SurferM, In the October edition of CDMAWorld, Issue2, published by Mobile Communications International, there are some interesting articles and advertisements. Metawave has an ad for capacity improvements using their SpotLight 2000 antenna system. This is the two stick bathtub system with some silicon glued to them so they bob up and down at the right speed to direct the waves just so. [I think that's how it works].

Capacity and IP is the big topic. With HDR and cdma2000 coming on stream in the next year or three, with Microsoft joining in [they did NOT like the idea of Qualcomm becoming the size of MSFT/IBM/Intel combined], there are problems which arise.

Smartaleck antennae help. So do more sectors and circuits and all that stuff. But the bursty nature of IP and clicking on dirty great images which might even be moving, which takes serious bandwidth, causes large hiccoughs [hiccups]. Voice can't take delay. Data can take a bit [unless the person or application is time sensitive and needs non-stop bits coming down the pipe].

So they have a big article on how they are going to avoid overload during peak burstiness and how are they going to bill people. They are struggling with the concept but it seems they are heading towards charging dumb consumers by the minute because we can't figure out what an IP packet is and we are used to being charged by the minute.

But clever people who work in companies know what a packet is so they'll be billed by the megabit.

Craig Farrill has said they'll be megabit charging for 3G [and presumably HDR].

Engineer says we can't have variable pricing, but we already have it with peak and off-peak pricing, so it's a question of how finely tuned that can be.

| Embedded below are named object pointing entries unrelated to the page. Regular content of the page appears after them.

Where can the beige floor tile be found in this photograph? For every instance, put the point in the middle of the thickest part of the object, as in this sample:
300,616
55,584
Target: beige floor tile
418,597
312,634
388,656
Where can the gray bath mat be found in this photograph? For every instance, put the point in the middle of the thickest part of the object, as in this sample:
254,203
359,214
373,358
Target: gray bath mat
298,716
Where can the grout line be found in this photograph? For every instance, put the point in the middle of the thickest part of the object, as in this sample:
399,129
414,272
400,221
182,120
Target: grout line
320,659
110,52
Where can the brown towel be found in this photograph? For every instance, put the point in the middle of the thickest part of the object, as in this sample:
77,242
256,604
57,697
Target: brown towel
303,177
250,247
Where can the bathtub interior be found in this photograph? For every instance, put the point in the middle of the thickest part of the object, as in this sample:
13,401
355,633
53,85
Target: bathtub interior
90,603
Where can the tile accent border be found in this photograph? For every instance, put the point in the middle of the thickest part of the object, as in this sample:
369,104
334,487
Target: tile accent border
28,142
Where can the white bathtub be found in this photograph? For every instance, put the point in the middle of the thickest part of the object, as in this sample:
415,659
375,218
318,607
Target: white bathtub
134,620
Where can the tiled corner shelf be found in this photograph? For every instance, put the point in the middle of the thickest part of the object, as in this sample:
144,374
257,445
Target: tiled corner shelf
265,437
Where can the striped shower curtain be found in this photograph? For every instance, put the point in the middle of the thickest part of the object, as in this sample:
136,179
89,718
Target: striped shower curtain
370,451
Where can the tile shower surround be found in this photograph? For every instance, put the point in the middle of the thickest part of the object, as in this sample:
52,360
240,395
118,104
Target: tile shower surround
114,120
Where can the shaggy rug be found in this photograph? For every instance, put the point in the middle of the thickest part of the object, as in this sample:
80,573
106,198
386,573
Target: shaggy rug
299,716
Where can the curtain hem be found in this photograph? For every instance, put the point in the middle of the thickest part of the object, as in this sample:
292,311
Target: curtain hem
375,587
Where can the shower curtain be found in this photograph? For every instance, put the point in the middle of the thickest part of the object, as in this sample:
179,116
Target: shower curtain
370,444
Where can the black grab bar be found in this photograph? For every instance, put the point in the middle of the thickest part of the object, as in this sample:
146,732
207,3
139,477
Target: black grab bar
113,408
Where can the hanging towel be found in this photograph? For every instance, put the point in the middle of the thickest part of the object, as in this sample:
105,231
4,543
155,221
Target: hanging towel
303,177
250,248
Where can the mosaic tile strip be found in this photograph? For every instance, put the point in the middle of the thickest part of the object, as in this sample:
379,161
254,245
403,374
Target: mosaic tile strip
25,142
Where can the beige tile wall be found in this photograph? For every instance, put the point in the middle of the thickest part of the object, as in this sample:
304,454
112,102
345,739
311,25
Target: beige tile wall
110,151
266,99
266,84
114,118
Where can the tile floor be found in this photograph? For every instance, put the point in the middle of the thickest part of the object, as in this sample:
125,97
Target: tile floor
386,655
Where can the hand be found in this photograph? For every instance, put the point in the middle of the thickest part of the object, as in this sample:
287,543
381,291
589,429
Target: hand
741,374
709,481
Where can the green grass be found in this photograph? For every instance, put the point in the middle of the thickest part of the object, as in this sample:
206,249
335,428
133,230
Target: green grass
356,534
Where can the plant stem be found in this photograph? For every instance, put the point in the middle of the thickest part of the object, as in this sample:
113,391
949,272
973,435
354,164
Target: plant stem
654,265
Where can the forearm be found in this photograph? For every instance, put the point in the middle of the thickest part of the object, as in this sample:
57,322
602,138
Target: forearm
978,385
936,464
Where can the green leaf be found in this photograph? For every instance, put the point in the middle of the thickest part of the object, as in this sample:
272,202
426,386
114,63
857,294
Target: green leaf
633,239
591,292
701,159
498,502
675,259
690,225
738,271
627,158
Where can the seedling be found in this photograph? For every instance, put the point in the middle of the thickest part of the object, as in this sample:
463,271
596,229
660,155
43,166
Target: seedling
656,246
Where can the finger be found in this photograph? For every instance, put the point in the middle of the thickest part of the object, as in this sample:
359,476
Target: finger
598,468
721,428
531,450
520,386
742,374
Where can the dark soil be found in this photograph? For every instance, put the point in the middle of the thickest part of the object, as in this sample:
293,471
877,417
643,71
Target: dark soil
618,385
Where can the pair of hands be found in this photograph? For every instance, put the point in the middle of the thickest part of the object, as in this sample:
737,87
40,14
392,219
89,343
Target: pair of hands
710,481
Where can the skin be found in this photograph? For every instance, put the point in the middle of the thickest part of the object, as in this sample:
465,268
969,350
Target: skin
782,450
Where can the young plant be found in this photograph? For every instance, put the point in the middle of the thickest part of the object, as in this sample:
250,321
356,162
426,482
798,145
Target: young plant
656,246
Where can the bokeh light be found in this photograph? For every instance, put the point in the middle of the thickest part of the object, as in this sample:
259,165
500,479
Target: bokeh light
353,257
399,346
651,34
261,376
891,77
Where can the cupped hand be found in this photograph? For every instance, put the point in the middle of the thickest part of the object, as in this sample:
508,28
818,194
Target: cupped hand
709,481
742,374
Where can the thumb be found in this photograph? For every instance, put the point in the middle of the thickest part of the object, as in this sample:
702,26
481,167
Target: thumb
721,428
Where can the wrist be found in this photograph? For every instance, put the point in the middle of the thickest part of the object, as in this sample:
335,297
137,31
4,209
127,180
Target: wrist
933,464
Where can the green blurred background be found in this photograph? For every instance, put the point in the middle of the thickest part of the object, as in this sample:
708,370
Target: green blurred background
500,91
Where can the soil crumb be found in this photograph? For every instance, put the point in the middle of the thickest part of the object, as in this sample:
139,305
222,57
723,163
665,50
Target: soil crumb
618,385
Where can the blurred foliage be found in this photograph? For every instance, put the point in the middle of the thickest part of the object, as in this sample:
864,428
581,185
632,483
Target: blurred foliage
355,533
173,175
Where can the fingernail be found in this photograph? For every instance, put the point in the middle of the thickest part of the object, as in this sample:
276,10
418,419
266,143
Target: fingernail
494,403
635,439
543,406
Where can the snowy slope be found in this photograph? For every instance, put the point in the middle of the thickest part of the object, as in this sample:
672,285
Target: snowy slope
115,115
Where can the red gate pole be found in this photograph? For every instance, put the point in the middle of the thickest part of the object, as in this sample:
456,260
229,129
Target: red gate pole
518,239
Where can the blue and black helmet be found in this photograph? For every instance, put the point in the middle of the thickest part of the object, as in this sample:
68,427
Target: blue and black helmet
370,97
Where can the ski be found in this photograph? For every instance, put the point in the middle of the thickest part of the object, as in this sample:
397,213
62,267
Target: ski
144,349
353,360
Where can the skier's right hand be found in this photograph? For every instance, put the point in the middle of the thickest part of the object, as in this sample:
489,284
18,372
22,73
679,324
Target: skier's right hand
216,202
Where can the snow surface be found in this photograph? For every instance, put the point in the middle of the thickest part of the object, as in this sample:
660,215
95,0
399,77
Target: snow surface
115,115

I remain a fan of instantaneous pricing so that people don't fire up their burstiness just when Babe is flat out with really important and high-priced megabits, be they voice or WWeb pictures.

It seems that this is becoming the major story in the data/voice world where systems running at capacity make a lot of money and those at 25% capacity get bought by the better companies.

Nokia is advertizing their 5100, "Making CDMA Simple". They have a NaviKey AND GET THIS..."Xpress-on color covers that snap on for a quick change of color". Gee, that's starting to look like a weak selling point. Tero, you better tell Nokia to do better than change colour if they want to be big in CDMA. Working ASICs, and voice quality would be the best place to start.